Mittlerweile (nach ca. 5 Wochen) haben die Erfolge wieder ein bisschen abgenommen, d.h. Karolina fängt wieder an mit offenem Mund zu essen. Ich gehe aber davon aus, dass wir uns das selbst zuzuschreiben haben, weil wir im momentanen Stress ein bisschen nachlässig mit dem Turnen und der Mundtüte sind, obwohl die Übungen wirklich sehr wenig Zeit in Anspruch nehmen. Dafür stützt sich Karolina derzeit auf einem Keilkissen enorm lang auf Unterarmen oder auch Händen ab.
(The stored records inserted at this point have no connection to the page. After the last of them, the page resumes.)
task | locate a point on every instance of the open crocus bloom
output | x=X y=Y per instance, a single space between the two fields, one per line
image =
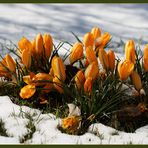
x=90 y=55
x=136 y=80
x=79 y=79
x=40 y=79
x=125 y=69
x=7 y=67
x=88 y=85
x=130 y=53
x=58 y=68
x=103 y=59
x=111 y=60
x=76 y=52
x=92 y=70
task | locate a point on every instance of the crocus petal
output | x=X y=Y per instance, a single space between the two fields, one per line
x=96 y=32
x=90 y=55
x=27 y=79
x=92 y=70
x=27 y=91
x=39 y=45
x=48 y=44
x=26 y=58
x=71 y=124
x=104 y=59
x=10 y=63
x=130 y=53
x=88 y=85
x=136 y=80
x=58 y=68
x=125 y=69
x=41 y=79
x=111 y=60
x=79 y=79
x=145 y=58
x=76 y=52
x=88 y=40
x=58 y=85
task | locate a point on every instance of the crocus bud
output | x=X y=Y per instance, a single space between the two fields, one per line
x=145 y=58
x=92 y=70
x=10 y=63
x=33 y=51
x=58 y=68
x=76 y=52
x=39 y=45
x=79 y=79
x=96 y=32
x=103 y=59
x=27 y=91
x=88 y=40
x=26 y=58
x=88 y=85
x=90 y=55
x=48 y=45
x=125 y=69
x=136 y=80
x=58 y=85
x=130 y=53
x=111 y=60
x=24 y=43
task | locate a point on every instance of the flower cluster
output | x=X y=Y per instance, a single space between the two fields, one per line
x=41 y=72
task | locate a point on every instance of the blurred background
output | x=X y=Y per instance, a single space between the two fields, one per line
x=123 y=21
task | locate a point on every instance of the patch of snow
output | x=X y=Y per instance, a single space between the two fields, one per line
x=15 y=121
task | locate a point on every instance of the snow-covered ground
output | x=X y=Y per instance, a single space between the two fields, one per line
x=20 y=122
x=123 y=21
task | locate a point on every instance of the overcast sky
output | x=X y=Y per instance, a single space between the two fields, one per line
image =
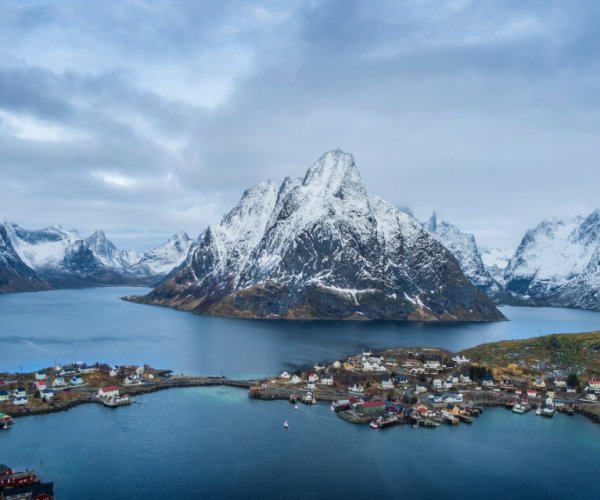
x=147 y=117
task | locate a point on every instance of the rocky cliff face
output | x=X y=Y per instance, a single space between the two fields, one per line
x=464 y=248
x=558 y=264
x=63 y=259
x=15 y=275
x=319 y=247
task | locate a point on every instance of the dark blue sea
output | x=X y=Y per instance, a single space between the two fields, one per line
x=216 y=443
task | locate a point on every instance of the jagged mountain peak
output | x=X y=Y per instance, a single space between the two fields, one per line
x=319 y=248
x=432 y=223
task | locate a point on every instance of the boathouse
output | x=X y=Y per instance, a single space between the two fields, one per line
x=108 y=392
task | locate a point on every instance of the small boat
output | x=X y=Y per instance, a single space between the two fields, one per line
x=341 y=405
x=518 y=408
x=5 y=421
x=548 y=412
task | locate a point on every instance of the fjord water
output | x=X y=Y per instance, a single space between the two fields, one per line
x=217 y=443
x=44 y=328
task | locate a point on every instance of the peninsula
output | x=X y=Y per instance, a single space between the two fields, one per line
x=423 y=386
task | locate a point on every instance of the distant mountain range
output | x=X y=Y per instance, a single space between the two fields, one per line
x=320 y=248
x=58 y=258
x=556 y=264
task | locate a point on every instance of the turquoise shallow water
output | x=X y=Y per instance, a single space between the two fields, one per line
x=39 y=329
x=216 y=443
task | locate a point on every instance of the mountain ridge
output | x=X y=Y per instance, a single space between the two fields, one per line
x=319 y=247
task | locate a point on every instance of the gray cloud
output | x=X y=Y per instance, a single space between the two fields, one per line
x=151 y=117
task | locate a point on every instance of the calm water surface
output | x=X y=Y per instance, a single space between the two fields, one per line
x=39 y=329
x=216 y=443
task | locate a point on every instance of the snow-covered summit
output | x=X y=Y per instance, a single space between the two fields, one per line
x=465 y=250
x=558 y=263
x=319 y=247
x=163 y=259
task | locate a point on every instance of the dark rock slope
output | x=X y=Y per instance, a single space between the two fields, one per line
x=319 y=247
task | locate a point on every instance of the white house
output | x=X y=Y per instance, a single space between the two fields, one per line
x=59 y=382
x=594 y=384
x=387 y=384
x=47 y=395
x=19 y=392
x=108 y=392
x=21 y=400
x=460 y=359
x=356 y=389
x=40 y=385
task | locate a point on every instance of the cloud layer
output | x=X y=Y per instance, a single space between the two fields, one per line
x=147 y=117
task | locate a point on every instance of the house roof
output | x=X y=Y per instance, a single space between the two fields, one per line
x=110 y=388
x=373 y=404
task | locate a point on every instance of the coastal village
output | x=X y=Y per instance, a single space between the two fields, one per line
x=422 y=387
x=428 y=386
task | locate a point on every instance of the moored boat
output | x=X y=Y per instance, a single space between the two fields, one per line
x=115 y=401
x=341 y=405
x=518 y=408
x=547 y=412
x=387 y=421
x=5 y=421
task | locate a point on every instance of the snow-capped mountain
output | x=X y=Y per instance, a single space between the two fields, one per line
x=558 y=264
x=163 y=259
x=319 y=247
x=63 y=258
x=496 y=261
x=464 y=248
x=15 y=275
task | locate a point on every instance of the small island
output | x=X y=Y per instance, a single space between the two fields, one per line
x=420 y=386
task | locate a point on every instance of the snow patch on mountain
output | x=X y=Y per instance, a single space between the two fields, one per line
x=320 y=247
x=464 y=248
x=163 y=259
x=558 y=263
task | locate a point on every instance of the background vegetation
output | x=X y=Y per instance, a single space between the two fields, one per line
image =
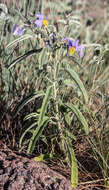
x=68 y=129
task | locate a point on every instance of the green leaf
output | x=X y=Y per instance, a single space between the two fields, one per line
x=22 y=57
x=79 y=115
x=36 y=134
x=73 y=163
x=44 y=105
x=24 y=133
x=78 y=81
x=43 y=157
x=43 y=120
x=25 y=101
x=22 y=38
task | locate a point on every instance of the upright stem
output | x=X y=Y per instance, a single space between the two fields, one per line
x=57 y=109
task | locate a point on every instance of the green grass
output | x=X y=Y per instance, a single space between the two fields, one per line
x=26 y=69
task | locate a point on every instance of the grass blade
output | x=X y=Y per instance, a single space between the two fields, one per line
x=79 y=115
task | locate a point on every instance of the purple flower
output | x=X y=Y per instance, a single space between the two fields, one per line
x=17 y=30
x=40 y=20
x=73 y=46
Wir finden, Karolinas Allgemeinzustand hat sich verbessert und es war einfach gut, sie mal von anderen Therapeuten anschauen zu lassen und neue Ideen zu bekommen. Außerdem war der Aufenthalt zwar stressig, aber auch angenehm, weil einem einfach bewusst wurde, dass man nicht alleine ein besonderes Kind hat.

Da die Übungen zu Hause wirklich nicht aufwändig sind und trotzdem Erfolge erzielt werden können - vorausgesetzt man ist konsequent -, kann ich diese Intensivtherapie also nur weiterempfehlen.